I always forget my Cisco Identity Service Engine’s (ISE) command-line interface (CLI) and graphical user interface (GUI) password and have Googled many times how to change these two. Resetting the GUI password requires CLI access; therefore, resetting the CLI password comes first if both are inaccessible.
Reset CLI Password
In order to change the CLI password, the password recovery tool in the ISO image needs to be used. There are some necessary steps to launch this tool. Those steps include the following.
- Mount ISE ISO file
- Change boot option in basic input/output system (BIOS)
- Power on VM
- Unmount ISO file
- Reload
1. Mount ISE ISO file
Add the CD/DVD Drive by right-clicking the VM and choosing “Edit Settings…”, and select “ADD NEW DEVICE”. I have pre-uploaded the ISE ISO image in the datastore of vCenter Server, and choosing “Datastore ISO file” allows us to select that file.

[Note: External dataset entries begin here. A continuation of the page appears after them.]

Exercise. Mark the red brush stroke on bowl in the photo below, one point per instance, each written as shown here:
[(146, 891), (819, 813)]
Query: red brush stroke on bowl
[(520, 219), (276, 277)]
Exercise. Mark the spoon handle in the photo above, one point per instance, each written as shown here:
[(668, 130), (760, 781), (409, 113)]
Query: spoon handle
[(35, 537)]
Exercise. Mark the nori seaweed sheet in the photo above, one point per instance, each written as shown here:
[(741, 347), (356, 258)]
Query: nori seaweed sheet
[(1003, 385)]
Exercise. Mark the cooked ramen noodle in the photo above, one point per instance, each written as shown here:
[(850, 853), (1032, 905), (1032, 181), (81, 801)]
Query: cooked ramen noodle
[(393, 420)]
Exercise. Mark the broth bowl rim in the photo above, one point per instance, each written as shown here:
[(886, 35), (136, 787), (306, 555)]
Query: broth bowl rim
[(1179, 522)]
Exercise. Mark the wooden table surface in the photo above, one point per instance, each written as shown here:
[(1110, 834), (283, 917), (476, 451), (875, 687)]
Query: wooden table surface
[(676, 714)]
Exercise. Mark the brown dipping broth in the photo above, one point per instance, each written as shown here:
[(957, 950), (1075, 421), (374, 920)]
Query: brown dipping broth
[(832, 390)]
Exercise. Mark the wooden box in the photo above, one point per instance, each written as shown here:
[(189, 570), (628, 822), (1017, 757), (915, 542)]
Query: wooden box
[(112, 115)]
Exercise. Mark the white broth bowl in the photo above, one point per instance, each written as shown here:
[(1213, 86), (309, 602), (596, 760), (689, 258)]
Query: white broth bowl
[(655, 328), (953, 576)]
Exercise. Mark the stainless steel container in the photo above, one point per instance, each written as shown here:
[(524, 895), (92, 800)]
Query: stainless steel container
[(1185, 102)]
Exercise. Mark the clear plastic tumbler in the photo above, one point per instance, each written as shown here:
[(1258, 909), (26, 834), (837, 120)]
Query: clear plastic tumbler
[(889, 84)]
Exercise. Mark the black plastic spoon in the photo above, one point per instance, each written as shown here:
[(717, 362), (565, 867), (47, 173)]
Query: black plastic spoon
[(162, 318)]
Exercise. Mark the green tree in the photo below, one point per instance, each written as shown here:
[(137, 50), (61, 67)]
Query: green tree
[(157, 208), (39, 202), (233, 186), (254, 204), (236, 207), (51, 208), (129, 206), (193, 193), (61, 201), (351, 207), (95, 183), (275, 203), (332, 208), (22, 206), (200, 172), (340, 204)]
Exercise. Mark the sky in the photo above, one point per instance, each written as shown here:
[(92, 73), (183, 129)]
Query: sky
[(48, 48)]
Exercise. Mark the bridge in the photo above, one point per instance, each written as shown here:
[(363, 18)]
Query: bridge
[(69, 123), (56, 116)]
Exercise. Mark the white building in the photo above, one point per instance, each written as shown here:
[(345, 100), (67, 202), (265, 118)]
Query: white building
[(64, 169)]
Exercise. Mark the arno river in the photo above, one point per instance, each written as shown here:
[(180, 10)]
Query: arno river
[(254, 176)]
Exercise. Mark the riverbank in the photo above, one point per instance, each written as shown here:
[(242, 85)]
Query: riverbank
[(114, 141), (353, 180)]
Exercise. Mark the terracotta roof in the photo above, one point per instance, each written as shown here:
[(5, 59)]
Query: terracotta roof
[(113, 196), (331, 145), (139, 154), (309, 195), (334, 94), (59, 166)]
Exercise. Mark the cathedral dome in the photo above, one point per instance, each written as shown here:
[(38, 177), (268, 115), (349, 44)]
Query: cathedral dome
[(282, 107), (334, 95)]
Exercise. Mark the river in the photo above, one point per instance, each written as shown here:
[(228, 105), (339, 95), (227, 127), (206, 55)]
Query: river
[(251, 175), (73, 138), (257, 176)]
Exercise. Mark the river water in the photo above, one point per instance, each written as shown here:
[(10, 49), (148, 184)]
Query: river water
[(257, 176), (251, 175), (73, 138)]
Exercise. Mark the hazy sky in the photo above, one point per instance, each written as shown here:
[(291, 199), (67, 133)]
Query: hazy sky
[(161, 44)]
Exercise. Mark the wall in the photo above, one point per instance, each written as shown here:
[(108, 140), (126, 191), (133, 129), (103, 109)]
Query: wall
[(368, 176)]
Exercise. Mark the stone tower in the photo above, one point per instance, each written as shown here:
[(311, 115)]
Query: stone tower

2. Change boot option in basic input/output system (BIOS)
Enable “Force BIOS setup” in VM Options to change the boot sequence for the VM to boot from the mounted ISO file.
3. Power on VM
After powering on the VM, it will launch system utilities from the ISO. Enter 1 for the following menu.
Available System Utilities: [1] Recover Administrator Password [2] Virtual Machine Resource Check [3] Perform System Erase [q] Quit and reload Enter option [1 - 3] q to Quit:
Enter 1 and change the password of the admin following the prompt.
------------------------------------------------------------------------- ------------------------ Admin Password Recovery ------------------------ ------------------------------------------------------------------------- This utility will reset the password for the specified ADE-OS administrator. At most the first five administrators will be listed. To Abort without saving changes, enter [q] to Quit and return to utilities menu ------------------------------------------------------------------------- Admin Usernames : [1] admin Enter choice [1] or q to Quit :
After changing the admin password, the screen will change back to the system utilities menu. Don’t restart the VM by entering [q] just yet, dismounting the ISO file comes first.
4. Unmount ISO file
Follow the same procedure taken in 1, and unmount the ISO file by removing the CD/DVD drive, or unticking the connected box.
5. Reload
Finally, reload the VM by entering [q] in the system utilities, and login username admin and the new password.
Reset GUI Password
Once gaining access to CLI, execute the below command to change the GUI password.
application reset-passwd ise <username>
In my case, the username equals admin.
In addition, the password for ISE GUI admin expires in 45 days by default. For lab environments, this becomes a pain in the neck. Go to Administration > System > Admin Access > Password Policy to change the default password expiration configuration. I have disabled all policies for the ease of labbing.